In colonial Algeria, from the 19th century, the makhzen constituted a mode of political domination attractive to the French who, in the continuity of the Regency, even reconstituted their old makhzen for a time. This “colonial makhzen” allows Arab offices to lay the foundations of a hierarchy of command, to have relays throughout the territory. In addition to the dignitaries recruited from the tribes (aghas, khalifas, caids, etc.), it made it possible to form a body of indigenous officials made up of subordinate groups. Thus, the khodja are responsible for correspondence in Arabic, the chaouchs take care of police and intelligence, the khiela and spahis who constitute a paid cavalry and the askars and goums form a troop reserve that can be mobilized at the request of the central power, as from the time of the regency of Algiers. The term makhzen gives the word mokhazni designating a body of auxiliaries of the colonial troops.

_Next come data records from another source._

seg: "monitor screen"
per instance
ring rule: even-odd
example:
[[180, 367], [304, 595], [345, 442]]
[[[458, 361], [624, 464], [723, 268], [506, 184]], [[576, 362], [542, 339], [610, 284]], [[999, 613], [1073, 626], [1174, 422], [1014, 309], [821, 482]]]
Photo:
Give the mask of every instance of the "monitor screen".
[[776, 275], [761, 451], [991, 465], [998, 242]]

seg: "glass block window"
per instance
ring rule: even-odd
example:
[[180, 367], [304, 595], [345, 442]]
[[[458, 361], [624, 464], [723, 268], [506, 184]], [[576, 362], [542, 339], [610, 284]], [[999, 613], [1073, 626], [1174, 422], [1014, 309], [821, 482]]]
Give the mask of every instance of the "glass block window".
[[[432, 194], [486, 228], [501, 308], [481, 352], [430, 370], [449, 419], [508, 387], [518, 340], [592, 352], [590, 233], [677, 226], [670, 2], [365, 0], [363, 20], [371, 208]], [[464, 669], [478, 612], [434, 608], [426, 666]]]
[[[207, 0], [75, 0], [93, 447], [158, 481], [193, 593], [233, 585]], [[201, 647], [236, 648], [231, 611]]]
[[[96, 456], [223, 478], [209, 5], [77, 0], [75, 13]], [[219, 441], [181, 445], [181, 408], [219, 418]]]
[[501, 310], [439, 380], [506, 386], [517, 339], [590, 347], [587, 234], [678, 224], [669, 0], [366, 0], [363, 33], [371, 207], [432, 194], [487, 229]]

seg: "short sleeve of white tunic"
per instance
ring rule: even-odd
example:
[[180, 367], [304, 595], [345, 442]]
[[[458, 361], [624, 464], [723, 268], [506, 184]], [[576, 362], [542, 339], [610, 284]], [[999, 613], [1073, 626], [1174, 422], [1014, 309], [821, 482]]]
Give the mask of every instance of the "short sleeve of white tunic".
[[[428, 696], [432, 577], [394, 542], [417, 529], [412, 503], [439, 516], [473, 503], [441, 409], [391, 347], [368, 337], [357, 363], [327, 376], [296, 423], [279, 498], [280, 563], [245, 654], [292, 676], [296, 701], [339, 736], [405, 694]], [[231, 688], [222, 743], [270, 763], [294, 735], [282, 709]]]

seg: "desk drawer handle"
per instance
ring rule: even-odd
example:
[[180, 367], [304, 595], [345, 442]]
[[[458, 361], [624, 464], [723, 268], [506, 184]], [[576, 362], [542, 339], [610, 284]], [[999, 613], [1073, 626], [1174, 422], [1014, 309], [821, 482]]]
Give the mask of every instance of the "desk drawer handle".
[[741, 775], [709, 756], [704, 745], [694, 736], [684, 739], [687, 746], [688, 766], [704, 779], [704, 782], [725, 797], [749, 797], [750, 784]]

== Makhzen and contemporary politics ==

In the administration of independent Algeria, as in other Arab states, a bureaucratic culture tends to replace a patrimonial culture. The monopoly of the administrative apparatus by a politicized elite competes with the traditional model of the makhzen. The contemporary Arab State thus finds itself between two archetypes, that of the Makhzen State whose conditions no longer exist and that of the administrative State whose conditions are not yet completely in place.

The relationship between tribes and successive political powers allows us to understand and evaluate the role of the tribal structure in the context of contemporary Maghreb states.